# -*- coding: utf-8 -*-
import numpy as np

import scipy.stats as ss
import scipy.optimize as so
from scipy.special import gammaln, psi
from scipy import linalg

#import pandas as pd

import multiprocessing as mp
from itertools import repeat

import h5py as h5
import tempfile
import logging
import time


def main():
    log_level = logging.DEBUG # default logging level
    logging.basicConfig(level=log_level,
        format='%(levelname)s:%(module)s:%(message)s')
    
    (y, x, theta) = gen1()
    
    pool = None
    #pool = mp.Pool(processes=2)
    
    (phi, q) = varlap_opt(y, K=2, seed=10241978, pool=pool)
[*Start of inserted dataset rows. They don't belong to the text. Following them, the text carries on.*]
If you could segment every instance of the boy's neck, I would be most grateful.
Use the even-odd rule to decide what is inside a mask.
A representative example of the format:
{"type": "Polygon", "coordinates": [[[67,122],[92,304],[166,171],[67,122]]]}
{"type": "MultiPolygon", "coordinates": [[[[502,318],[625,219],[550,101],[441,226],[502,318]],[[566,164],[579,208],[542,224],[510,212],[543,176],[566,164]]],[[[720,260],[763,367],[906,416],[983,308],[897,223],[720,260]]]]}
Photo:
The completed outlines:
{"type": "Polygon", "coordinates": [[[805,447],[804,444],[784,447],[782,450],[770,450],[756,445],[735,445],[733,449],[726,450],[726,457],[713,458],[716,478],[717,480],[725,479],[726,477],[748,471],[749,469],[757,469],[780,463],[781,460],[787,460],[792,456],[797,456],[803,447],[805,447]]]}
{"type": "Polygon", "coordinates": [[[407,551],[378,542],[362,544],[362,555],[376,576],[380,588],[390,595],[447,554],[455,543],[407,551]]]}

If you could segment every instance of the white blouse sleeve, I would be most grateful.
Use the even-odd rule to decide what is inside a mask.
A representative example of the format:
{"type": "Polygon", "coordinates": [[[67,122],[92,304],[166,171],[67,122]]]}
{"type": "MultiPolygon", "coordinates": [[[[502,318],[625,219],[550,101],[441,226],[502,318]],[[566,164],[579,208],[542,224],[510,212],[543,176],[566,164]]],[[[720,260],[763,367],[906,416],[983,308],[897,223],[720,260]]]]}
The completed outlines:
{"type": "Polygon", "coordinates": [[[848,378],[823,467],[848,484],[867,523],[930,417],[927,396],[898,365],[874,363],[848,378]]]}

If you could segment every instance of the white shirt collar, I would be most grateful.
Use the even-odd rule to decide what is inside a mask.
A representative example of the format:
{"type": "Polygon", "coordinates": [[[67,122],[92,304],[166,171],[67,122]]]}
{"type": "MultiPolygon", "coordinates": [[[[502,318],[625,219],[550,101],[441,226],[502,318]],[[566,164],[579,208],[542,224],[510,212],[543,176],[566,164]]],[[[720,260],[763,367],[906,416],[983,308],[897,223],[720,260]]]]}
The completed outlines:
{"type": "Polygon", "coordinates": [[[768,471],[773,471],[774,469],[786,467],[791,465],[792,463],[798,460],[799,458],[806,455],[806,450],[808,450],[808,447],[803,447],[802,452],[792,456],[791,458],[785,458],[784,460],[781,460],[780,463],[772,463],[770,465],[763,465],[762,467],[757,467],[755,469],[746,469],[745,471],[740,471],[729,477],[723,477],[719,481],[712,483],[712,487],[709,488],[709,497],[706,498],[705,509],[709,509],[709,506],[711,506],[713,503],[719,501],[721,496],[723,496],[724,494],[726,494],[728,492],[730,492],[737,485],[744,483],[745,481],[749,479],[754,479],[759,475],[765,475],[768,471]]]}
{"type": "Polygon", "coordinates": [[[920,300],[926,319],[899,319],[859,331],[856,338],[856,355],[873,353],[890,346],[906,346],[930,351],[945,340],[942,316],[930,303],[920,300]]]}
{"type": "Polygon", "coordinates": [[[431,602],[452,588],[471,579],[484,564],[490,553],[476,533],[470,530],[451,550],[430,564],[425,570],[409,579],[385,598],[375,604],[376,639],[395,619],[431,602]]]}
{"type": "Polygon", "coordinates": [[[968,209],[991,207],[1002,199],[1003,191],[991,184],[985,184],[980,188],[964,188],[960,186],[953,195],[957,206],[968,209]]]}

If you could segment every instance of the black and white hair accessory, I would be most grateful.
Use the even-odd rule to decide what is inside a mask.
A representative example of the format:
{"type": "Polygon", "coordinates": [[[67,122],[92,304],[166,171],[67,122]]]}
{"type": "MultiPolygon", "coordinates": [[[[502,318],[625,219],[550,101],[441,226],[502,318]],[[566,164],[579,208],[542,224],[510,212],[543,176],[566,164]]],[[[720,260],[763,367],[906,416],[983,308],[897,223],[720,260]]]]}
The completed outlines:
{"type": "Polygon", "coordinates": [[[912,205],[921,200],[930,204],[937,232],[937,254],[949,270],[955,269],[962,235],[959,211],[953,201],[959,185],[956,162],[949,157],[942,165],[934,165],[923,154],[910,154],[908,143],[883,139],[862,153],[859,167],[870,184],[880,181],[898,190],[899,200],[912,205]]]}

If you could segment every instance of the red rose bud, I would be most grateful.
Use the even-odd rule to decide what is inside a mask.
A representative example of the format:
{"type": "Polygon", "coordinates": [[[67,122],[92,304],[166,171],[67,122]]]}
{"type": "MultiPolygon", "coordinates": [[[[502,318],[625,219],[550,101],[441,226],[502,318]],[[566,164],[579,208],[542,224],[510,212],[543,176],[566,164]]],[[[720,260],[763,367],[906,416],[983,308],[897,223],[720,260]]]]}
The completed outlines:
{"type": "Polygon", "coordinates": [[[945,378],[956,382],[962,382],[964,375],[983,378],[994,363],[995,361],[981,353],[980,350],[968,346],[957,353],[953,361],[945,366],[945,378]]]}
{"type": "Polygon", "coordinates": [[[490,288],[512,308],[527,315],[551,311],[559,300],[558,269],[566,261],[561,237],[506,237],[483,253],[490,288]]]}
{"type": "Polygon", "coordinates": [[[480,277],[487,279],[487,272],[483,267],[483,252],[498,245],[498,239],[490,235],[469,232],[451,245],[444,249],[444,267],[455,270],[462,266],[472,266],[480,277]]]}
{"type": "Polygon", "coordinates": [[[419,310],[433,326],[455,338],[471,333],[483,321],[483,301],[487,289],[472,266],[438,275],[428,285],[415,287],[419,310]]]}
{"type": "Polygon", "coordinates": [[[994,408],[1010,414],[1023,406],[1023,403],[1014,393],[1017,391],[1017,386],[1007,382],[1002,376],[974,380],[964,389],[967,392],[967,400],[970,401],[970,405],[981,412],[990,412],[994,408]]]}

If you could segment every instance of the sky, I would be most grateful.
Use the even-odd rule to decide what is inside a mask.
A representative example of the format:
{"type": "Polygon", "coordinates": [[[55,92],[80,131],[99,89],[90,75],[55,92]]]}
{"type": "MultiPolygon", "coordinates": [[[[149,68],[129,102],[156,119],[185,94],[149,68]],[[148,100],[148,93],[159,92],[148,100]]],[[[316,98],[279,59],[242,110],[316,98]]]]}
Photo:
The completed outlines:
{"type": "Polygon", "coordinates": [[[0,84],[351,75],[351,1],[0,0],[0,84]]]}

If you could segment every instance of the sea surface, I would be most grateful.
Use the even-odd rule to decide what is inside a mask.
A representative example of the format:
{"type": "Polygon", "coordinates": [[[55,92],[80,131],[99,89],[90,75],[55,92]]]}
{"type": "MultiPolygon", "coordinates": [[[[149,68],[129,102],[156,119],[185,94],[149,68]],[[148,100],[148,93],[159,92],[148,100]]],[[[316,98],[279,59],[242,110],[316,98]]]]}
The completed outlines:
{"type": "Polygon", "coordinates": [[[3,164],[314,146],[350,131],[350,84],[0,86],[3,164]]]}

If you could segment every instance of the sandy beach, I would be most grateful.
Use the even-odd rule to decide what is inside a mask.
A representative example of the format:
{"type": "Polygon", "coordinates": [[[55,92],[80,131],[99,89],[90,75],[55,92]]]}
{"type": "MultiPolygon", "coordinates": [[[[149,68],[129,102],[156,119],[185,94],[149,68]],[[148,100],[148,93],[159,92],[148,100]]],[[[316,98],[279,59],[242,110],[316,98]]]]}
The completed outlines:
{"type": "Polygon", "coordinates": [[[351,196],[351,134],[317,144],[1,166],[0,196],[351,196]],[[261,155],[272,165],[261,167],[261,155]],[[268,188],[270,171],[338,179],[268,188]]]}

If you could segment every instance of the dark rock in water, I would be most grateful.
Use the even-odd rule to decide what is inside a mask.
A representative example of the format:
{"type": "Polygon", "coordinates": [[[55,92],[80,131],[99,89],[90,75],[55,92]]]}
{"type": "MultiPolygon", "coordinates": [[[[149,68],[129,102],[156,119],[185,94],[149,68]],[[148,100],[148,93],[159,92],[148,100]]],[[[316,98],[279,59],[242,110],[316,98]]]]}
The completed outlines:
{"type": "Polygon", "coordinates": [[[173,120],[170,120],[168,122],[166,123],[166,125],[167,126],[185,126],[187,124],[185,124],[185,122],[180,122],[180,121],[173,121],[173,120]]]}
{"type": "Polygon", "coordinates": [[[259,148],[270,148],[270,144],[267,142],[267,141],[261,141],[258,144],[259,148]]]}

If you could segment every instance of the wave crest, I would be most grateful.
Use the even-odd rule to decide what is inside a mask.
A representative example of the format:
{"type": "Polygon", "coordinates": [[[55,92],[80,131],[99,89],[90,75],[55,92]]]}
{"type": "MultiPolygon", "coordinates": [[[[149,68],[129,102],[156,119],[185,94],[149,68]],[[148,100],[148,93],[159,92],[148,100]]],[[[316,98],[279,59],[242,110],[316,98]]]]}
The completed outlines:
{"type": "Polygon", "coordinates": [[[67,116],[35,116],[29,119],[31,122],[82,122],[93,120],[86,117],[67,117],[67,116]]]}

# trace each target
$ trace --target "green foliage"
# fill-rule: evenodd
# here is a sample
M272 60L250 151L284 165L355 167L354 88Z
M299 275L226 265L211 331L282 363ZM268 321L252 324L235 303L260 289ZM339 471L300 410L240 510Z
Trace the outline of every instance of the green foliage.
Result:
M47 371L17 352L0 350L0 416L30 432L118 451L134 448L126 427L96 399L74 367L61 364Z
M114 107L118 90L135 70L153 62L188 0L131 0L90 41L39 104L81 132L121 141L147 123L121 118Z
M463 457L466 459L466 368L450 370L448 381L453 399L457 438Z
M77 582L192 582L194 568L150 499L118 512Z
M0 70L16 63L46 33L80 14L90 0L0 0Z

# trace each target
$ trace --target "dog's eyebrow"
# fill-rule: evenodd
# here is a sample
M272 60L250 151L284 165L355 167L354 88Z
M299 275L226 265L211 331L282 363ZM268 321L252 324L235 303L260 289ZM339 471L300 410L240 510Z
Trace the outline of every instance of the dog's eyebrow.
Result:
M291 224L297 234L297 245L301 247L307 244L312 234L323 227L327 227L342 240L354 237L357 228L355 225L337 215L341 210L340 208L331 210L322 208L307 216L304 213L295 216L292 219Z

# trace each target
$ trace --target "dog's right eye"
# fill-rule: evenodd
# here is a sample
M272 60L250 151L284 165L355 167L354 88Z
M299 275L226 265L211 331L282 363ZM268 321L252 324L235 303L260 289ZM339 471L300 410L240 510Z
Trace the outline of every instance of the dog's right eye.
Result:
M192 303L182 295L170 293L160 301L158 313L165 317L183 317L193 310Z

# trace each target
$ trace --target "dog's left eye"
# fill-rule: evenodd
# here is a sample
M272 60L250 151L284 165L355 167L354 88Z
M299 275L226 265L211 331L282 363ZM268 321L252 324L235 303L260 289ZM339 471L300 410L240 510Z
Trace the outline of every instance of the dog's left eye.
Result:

    save_model('model.hdf5', y, phi, q)

def save_model(fname, y, phi, q):
    
    f = h5.File(fname, 'w')
    
    f.create_dataset('y', data=y)
    
    f.create_dataset('alpha', data=phi['alpha'])
    f.create_dataset('lam', data=phi['lam'])
    f.create_dataset('s2', data=phi['s2'])
    
    f.create_dataset('x', data=q['x'])
    f.create_dataset('sig2x', data=q['sig2x'])
    f.create_dataset('gam', data=q['gam'])
    
    f.create_dataset('EqTheta', data=EqTheta(q['gam']))
    
    f.close()

def load_model(fname):
    
    f = h5.File(fname, 'r')
    
    y = f['y'][...]
    
    phi = {}    
    phi['alpha'] = f['alpha'][...]
    phi['lam'] = f['lam'][...]
    phi['s2'] = f['s2'][...]

    q = {}
    q['x'] = f['x'][...]
    q['sig2x'] = f['sig2x'][...]
    q['gam'] = f['gam'][...]
    
    f.close()

    return (y, phi, q)

def gen1(seed=None):
    if seed is not None: np.random.seed(seed=seed)
    
    s2 = pow(.25,2)
    (J, N, K) = (15, 75, 3)

    x = np.zeros([J, K]);
    x[0:5,  0] = +1
    x[5:10, 0] = -1
    x[0:5,  1] = -1
    x[5:10, 1] = +1
    x[10:15,2] = +1

    theta = np.zeros([K, N])
    theta[0, 0:25] = 0.9
    theta[1, 0:25] = 1 - theta[0, 0:25]
    theta[0, 25:50] = 0.1
    theta[1, 25:50] = 1 - theta[0, 25:50]
    theta[2, 50:75] = 0.9
    theta[0, 50:75] = 1 - theta[2, 50:75]

    y = np.zeros([J,N])
    for i in xrange(N):
        y[:,i] = ss.norm.rvs(loc=np.dot(x, theta[:,i]), scale=np.sqrt(s2))
    
    return (y, x, theta)    

def f_x_j(x_j, Etheta_hat, Etheta2_hat, y_j, s2, lam):
    """ Return the value of the exponential kernel involving x_j. """
    
    N = y_j.shape[0]
    f = 0
    for i in xrange(N):
        Etheta_i = Etheta_hat[:,i]
        Etheta2_i = Etheta2_hat[:,:,i]
        f += np.dot(x_j, Etheta_i)*(y_j[i]/s2) - \
             np.trace(np.dot(np.outer(x_j, x_j), Etheta2_i))/(2*s2)
    f -= np.sum(np.abs(x_j))/lam
    
    return f

def neg_f_x_j(x_j, Etheta_hat, Etheta2_hat, y_j, s2, lam):
    return -f_x_j(x_j, Etheta_hat, Etheta2_hat, y_j, s2, lam)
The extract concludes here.